Unlike incremental innovation, being first in the market for disruptive innovation is key because the winner takes most of market. Number two can still take some market share but number three is no longer profitable. Examples: Google Search/Adwords/Youtube, Facebook, Linkedin, Twitter, etc.
The worst strategy for operators is the ostrich technique because implementing LTE will offer disruptive innovators all the tools they need to offer voice services over the top.
Discovery-driven planning versus business cases
In 1995 Harvard Business Review came up with discovery-driven planning. The idea has been successfully implemented by venture capitalists. You do not give money to a new venture to develop a new product, launch it and expand globally. You give money to develop a prototype in a few months. If this goal is met, you give money to validate the prototype with early adopters, etc.

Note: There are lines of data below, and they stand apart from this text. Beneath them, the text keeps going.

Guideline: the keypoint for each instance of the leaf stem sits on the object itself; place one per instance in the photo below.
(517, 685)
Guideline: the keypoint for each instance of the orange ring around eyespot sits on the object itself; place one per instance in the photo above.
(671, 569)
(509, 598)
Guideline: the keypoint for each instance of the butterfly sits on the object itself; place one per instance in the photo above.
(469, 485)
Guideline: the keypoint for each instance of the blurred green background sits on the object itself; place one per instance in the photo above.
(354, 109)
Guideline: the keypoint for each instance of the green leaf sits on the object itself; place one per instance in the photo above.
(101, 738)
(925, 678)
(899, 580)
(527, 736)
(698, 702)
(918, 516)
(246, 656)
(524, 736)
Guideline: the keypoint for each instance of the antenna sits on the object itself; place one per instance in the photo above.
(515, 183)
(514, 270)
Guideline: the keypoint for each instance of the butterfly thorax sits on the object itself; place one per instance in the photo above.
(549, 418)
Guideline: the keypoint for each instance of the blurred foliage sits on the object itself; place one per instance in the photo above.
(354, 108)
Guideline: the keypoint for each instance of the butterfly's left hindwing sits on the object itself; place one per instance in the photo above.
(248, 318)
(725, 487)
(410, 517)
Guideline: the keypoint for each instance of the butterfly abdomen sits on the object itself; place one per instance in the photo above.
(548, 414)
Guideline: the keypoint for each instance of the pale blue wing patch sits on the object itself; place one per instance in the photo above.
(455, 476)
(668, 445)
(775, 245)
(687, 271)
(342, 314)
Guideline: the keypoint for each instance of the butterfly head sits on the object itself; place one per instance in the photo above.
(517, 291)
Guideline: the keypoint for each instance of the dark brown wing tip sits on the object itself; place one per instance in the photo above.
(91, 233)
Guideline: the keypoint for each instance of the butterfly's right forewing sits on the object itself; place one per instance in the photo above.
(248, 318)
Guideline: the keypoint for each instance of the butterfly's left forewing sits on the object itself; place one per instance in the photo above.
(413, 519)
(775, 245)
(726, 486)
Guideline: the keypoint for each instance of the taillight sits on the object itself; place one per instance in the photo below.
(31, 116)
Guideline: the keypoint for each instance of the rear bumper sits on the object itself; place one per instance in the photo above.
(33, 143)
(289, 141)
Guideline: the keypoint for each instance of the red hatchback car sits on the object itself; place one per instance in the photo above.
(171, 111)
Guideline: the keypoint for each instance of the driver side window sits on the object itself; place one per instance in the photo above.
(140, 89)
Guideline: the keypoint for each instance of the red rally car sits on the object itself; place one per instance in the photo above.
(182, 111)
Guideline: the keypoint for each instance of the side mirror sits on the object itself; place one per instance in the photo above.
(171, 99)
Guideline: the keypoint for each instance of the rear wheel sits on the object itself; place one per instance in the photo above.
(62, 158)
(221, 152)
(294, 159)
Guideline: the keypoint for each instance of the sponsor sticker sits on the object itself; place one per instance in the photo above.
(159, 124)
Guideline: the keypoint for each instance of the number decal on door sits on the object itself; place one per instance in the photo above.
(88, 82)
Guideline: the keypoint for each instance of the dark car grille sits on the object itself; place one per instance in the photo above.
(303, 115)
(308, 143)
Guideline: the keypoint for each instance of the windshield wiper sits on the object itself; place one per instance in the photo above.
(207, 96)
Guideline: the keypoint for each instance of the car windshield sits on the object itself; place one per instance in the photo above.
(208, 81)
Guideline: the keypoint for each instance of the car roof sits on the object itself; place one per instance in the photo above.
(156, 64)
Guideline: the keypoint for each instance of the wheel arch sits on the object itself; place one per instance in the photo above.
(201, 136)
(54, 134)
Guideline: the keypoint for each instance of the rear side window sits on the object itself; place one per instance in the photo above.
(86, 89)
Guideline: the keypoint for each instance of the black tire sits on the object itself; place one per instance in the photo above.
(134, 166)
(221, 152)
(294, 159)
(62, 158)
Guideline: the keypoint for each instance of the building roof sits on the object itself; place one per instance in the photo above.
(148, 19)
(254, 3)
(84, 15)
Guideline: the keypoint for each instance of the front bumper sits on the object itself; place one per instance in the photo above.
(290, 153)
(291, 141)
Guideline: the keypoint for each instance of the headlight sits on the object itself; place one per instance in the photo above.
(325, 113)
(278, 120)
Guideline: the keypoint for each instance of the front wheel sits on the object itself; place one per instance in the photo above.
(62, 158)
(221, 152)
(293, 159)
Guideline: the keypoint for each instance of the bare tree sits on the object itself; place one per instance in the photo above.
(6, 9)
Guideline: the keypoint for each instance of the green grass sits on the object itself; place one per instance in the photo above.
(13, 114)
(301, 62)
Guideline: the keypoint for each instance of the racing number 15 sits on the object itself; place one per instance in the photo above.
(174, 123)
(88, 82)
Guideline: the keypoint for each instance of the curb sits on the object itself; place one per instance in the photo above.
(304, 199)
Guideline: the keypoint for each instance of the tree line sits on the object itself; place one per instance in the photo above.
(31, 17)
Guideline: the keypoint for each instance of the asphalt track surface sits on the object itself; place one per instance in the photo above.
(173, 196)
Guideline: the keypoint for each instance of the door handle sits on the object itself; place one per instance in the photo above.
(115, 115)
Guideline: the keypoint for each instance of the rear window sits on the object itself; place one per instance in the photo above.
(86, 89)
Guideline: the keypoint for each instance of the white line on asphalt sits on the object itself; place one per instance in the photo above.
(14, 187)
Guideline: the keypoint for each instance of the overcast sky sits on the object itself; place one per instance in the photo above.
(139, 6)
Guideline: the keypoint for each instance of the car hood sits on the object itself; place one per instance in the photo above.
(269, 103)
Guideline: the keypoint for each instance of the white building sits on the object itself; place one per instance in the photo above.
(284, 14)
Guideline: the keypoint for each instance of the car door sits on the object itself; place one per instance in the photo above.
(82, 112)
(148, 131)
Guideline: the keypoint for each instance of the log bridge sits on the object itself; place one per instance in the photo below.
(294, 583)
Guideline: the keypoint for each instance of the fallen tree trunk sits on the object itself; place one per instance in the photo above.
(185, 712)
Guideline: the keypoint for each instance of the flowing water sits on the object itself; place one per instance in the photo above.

Operators should start using discovery-driven planning to introduce disruptive innovations. Employees, partners, customers, etc. can “complain” about inefficiencies in the current offerings. The most urgent “inefficiencies” are selected, for instance via voting. Afterwards small innovation groups, made up out of experts in different domains, are formed to find solutions on paper for these “inefficiencies”. These paper-based solutions are presented to selected early adopters. Via continuous feedback the solution can be designed, the future price can be determined, the costs can be estimated and a high-level business case can be made. Early adopters are asked to find beta users. If a certain number of beta users express interest in the solution then the team will receive funding for a prototype.
Beta users are able to see the prototype come to live and to give continuous feedback. The prototype should evolve from paper to a real service in as few months as possible, 2-6. Afterwards the beta users get a limited amount of time to start subscribing to the real service and to extend the number of beta users. If a certain limit is reached within a certain time frame, then the beta product will get a next investment round. This investment round will bring the product from closed beta to a public launch. The last stage is expansion. If the public launch is successful then the last round of funding is provided that allows the service to expand, e.g. within all markets of the operator.
Any idea/service that does not make a stage gets killed. The complete disruptive innovation program should get a budget and should be initially independent from the core business. Direct support from the CEO and other senior executives is a must. Business cases are used to set prices, etc. but not to compare disruptive innovations with core business investments.